Assessment of transcriptomic constraint-based methods for central carbon flux inference
Author(s) -
Siddharth Bhadra-Lobo,
Min Kyung Kim,
Desmond S. Lun
Publication year - 2020
Publication title -
plos one
Language(s) - English
Resource type - Journals
SCImago Journal Rank - 0.99
H-Index - 332
ISSN - 1932-6203
DOI - 10.1371/journal.pone.0238689
Subject(s) - metabolic flux analysis , flux (metallurgy) , transcriptome , constraint (computer aided design) , flux balance analysis , carbon flux , biological system , metabolic pathway , computational biology , metabolism , chemistry , computer science , biology , biochemistry , mathematics , gene expression , gene , ecology , geometry , organic chemistry , ecosystem
Motivation Determining intracellular metabolic flux through isotope labeling techniques such as 13 C metabolic flux analysis ( 13 C-MFA) incurs significant cost and effort. Previous studies have shown transcriptomic data coupled with constraint-based metabolic modeling can determine intracellular fluxes that correlate highly with 13 C-MFA measured fluxes and can achieve higher accuracy than constraint-based metabolic modeling alone. These studies, however, used validation data limited to E . coli and S . cerevisiae grown on glucose, with significantly similar flux distribution for central metabolism.

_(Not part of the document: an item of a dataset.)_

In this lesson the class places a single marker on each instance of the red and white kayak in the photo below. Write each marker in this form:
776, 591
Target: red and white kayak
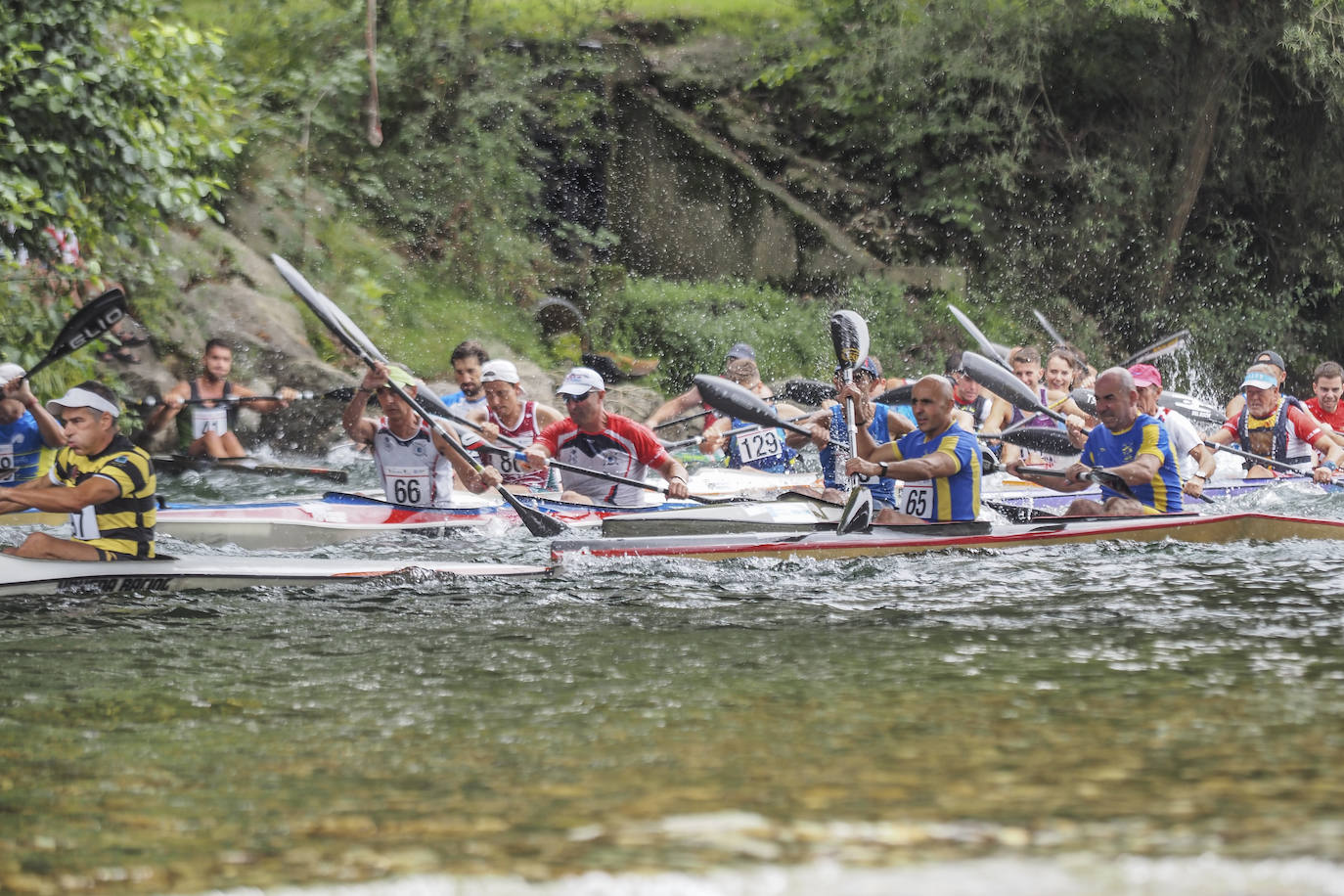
952, 536
24, 576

It is unclear whether those results apply to more diverse metabolisms, and therefore further, extensive validation is needed. Results In this paper, we formed a dataset of transcriptomic data coupled with corresponding 13 C-MFA flux data for 21 experimental conditions in different unicellular organisms grown on varying carbon substrates and conditions. Three computational flux-balance analysis (FBA) methods were comparatively assessed. The results show when uptake rates of carbon sources and key metabolites are known, transcriptomic data provides no significant advantage over constraint-based metabolic modeling (average correlation coefficients, transcriptomic E-Flux2 0.725 and SPOT 0.650 vs non-transcriptomic pFBA 0.768). When uptake rates are unknown, however, predictions obtained utilizing transcriptomic data are generally good and significantly better than those obtained using constraint-based metabolic modeling alone (E-Flux2 0.385 and SPOT 0.583 vs pFBA 0.237). Thus, transcriptomic data coupled with constraint-based metabolic modeling is a promising method to obtain intracellular flux estimates in microorganisms, particularly in cases where uptake rates of key metabolites cannot be easily determined, such as for growth in complex media or in vivo conditions.